Where is the education crisis?

THE political Opposition continues to bewilder the minds of our people with

the rattling up of all sorts of hysteria and in this regard their latest attempt has been APNU’s description of the education sector being in crisis, which warrants a Commission of Inquiry. Of course, as is customary, without producing any facts and figures to support their contention.
One would be foolish to deny that there is much more to be done to bring our education system to the desired level, but it is equally foolish to contend that it is in crisis and there is need for a Commission of Inquiry.
The fact of the matter is that our CSEC and National Grade Six Assessment examinations’ results have been steadily improving. And what is even more striking is the fact that increasingly, top performers are emerging from schools in rural communities, unlike the past when it was predictable that top performers would emerge from a few schools in Georgetown. We have achieved universal primary education and is on the verge of achieving universal secondary education as well.
Today we boast more and better equipped nursery, primary and secondary schools across the country, particularly in the remote communities. Our Teachers Training College is churning out an average of over 500 trained teachers annually, which is the highest figure in our history. This has been achieved through the establishment of in-service training centres across the country and the introduction of distance education. Teachers’ salaries and benefits have significantly increased over the past 15 years
Under this government, budgetary allocations have been increasing every year and constitute the largest slice in the national budget which is a reflection of the continued emphasis on improving the education system. This government has recognised the correlation between education and poverty alleviation and this is a major strategy in the national development strategy.
In addition, public education is partnered with a vibrant and buoyant private education system which collapsed under the diktat of the PNC government. Those who can afford it and have the desire to send their children to private educational institutions can do now do so. The private schools, to their credit, have been performing creditably.
Do these achievements constitute a crisis in our education system? Any objective observer would give a resounding no.
Where were those, who are now talking about an education crisis and the need for a Commission of Inquiry, when our entire social sector collapsed?
Where were they, when most of our school buildings were in a dilapidated state and teachers and students were coerced and forced into attending PNC rallies and functions to make up numbers?
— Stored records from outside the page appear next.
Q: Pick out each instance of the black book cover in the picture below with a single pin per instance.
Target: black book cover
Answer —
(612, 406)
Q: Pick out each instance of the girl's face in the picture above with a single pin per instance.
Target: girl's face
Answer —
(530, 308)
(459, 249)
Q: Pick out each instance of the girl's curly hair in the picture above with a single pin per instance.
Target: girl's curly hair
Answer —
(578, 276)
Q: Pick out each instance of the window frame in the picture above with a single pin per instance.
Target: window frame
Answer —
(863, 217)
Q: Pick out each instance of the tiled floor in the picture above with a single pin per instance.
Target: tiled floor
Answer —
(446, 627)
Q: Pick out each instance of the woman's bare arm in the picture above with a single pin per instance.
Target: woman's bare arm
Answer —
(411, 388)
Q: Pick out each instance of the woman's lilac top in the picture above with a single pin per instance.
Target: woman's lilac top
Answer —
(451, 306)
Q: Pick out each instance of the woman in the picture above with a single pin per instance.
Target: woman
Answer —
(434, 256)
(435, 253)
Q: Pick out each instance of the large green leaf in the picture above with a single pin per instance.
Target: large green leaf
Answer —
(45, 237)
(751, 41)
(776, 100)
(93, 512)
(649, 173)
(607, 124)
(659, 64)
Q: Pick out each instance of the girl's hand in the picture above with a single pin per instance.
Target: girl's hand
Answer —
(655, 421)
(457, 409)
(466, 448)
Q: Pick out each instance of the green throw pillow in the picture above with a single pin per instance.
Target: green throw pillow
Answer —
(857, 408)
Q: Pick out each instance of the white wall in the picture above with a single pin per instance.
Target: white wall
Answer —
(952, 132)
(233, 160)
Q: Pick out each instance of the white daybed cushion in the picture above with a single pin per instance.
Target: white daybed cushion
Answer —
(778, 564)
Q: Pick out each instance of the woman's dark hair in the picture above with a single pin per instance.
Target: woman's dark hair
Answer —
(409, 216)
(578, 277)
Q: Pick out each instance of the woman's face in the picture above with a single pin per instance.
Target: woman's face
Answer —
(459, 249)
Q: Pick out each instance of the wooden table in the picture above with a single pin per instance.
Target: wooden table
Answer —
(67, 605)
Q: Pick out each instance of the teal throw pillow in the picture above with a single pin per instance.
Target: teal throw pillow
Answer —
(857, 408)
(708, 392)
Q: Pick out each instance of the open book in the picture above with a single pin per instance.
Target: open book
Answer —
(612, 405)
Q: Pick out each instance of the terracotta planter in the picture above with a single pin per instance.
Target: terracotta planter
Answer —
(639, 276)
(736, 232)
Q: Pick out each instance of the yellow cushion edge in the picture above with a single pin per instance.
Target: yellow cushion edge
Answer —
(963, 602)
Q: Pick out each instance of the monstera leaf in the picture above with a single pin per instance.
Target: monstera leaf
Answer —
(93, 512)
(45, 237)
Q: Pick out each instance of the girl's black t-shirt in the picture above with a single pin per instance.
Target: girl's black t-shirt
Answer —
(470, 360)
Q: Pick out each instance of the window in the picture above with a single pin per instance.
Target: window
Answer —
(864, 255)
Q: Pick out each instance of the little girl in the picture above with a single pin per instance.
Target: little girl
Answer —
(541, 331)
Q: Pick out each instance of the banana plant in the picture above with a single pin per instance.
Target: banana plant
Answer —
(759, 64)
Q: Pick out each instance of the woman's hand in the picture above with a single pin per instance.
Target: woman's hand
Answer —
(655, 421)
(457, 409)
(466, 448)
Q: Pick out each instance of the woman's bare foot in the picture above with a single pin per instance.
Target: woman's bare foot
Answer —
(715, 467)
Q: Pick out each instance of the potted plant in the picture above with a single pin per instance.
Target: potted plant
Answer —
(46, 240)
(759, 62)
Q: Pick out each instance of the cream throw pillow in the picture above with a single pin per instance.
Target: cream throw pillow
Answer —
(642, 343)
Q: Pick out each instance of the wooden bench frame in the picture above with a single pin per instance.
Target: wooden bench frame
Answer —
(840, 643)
Where were they when teachers were forced to cut canes when they were strikes in the sugar industry? Where were they when teachers were forced to work at Hope Estate which was owned by the Maximum Leader?
Where were they when a former education minister under the PNC government publicly admitted that the school system is producing functional illiterates?
Where were they when textbooks, furniture and other learning and teaching materials including chalk were in acute shortage, under one of the biggest hoaxes of free education from nursery to university?
Where were they when teachers were either dismissed or transferred far away from their homes because of their political views and affiliation?
Where were they when teachers were leaving the education sector in droves?
Where were they when Guyana moved from the most literate country in the English-speaking Caribbean in the early 1960s to the least literate by the 1980s?
Didn’t these happenings constitute a crisis? And why was there not a call for a Commission of Inquiry then?
The education minister recently made a sincere call for greater parental involvement in children’s education and of course any progressive and patriotic-minded person would support such a call, because all research data show that children who have their parents behind them perform better in schools. However, lo and behold, the opposition interpreted that as an attack on their supporters. How much more petty can we become?
It is clear that this drumming up of a crisis in the education system is geared towards diverting attention from the great strides we have made in the education sector and its destruction under the PNC government.
In fact, this government took our education out of a crisis and restored to a reasonable degree of decency and acceptability.